Jembatan Wisnu–Watukumpul Bergeser, Warga Bangun Jembatan Darurat untuk Akses Sekolah
RABN CO.ID, PEMALANG – Sabtu 7 Februari 2026 – Jembatan penghubung Wisnu–Watukumpul, Kabupaten Pemalang, Jawa Tengah, mengalami pergeseran serius akibat curah hujan tinggi.
Pergeseran bantalan karet (elastomer) serta pergerakan tanah di sekitar jembatan menyebabkan celah pada badan jembatan semakin melebar, sehingga akses jalan ditutup total demi keselamatan pengguna.
Berdasarkan pantauan di lapangan, pergeseran jembatan mencapai sekitar 80 sentimeter sejak sejak.Jumat (6/2) dan masih menunjukkan tanda-tanda pergerakan.
Kondisi ini membuat jalur utama penghubung antarwilayah terputus.
Untuk mengatasi kebutuhan mendesak, warga setempat bergotong royong membangun jembatan darurat dari balok kayu.
Jembatan sementara tersebut dimanfaatkan terutama untuk aktivitas pendidikan agar anak-anak tetap bisa berangkat ke sekolah.
“Jembatan darurat ini kami buat bersama warga karena jembatan utama sangat membahayakan. Anak-anak tetap harus sekolah,” ujar seorang warga di lokasi.

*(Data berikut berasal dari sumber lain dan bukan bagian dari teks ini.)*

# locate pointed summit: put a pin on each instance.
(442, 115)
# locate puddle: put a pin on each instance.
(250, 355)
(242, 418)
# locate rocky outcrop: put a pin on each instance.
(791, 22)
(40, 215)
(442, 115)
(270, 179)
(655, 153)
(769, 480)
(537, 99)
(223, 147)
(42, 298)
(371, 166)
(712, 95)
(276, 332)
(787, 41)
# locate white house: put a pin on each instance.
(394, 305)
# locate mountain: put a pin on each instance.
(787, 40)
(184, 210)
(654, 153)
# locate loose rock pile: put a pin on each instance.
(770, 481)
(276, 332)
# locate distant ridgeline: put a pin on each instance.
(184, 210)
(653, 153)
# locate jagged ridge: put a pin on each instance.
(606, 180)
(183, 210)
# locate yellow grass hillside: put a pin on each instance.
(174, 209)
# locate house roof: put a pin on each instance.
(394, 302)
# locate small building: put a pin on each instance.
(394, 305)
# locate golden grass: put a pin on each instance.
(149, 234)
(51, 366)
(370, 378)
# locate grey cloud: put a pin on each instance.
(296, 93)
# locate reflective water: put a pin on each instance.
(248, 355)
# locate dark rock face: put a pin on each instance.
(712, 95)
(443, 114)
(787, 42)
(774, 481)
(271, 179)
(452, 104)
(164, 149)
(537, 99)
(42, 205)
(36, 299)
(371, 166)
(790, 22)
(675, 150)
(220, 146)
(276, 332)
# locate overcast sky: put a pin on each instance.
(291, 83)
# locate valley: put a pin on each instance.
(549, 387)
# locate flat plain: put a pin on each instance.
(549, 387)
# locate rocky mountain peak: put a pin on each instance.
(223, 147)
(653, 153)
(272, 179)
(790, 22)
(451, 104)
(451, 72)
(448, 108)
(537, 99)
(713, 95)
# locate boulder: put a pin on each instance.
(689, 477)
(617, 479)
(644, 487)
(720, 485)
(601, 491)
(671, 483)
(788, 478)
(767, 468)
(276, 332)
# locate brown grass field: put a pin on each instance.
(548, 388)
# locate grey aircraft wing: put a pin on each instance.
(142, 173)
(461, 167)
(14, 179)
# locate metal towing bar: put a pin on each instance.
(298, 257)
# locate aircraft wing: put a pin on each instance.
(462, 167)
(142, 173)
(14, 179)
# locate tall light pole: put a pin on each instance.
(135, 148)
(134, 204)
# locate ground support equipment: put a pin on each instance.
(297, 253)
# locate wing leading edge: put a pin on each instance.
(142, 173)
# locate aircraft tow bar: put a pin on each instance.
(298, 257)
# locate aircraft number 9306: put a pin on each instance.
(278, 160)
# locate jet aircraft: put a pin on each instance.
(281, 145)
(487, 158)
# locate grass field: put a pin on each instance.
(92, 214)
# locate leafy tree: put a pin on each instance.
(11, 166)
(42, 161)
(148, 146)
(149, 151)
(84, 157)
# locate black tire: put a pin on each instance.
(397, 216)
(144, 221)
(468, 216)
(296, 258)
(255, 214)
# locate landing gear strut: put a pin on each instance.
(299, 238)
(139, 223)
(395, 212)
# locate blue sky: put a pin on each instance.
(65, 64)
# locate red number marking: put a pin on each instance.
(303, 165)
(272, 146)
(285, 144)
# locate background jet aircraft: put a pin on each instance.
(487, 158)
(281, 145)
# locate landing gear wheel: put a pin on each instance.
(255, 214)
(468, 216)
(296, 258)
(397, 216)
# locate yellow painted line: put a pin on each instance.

Warga menyebut jembatan Wisnu–Watukumpul sebagai akses vital bagi aktivitas ekonomi dan pendidikan.
Penutupan total tanpa jalur alternatif dikhawatirkan melumpuhkan mobilitas masyarakat.
Sementara itu, Satuan Lalu Lintas Polres Pemalang IPDA Sulis,dan anggota telah meninjau lokasi dan memasang pembatas, Police line sebagai pengamanan.
IPDA Sulis menghimbau masyarakat untuk tidak melintasi jembatan utama hingga ada penanganan lanjutan dari instansi terkait.
Hingga berita ini diturunkan, belum ada keterangan resmi mengenai rencana perbaikan permanen.
Warga berharap pemerintah daerah segera melakukan penanganan darurat mengingat curah hujan di wilayah tersebut masih tinggi.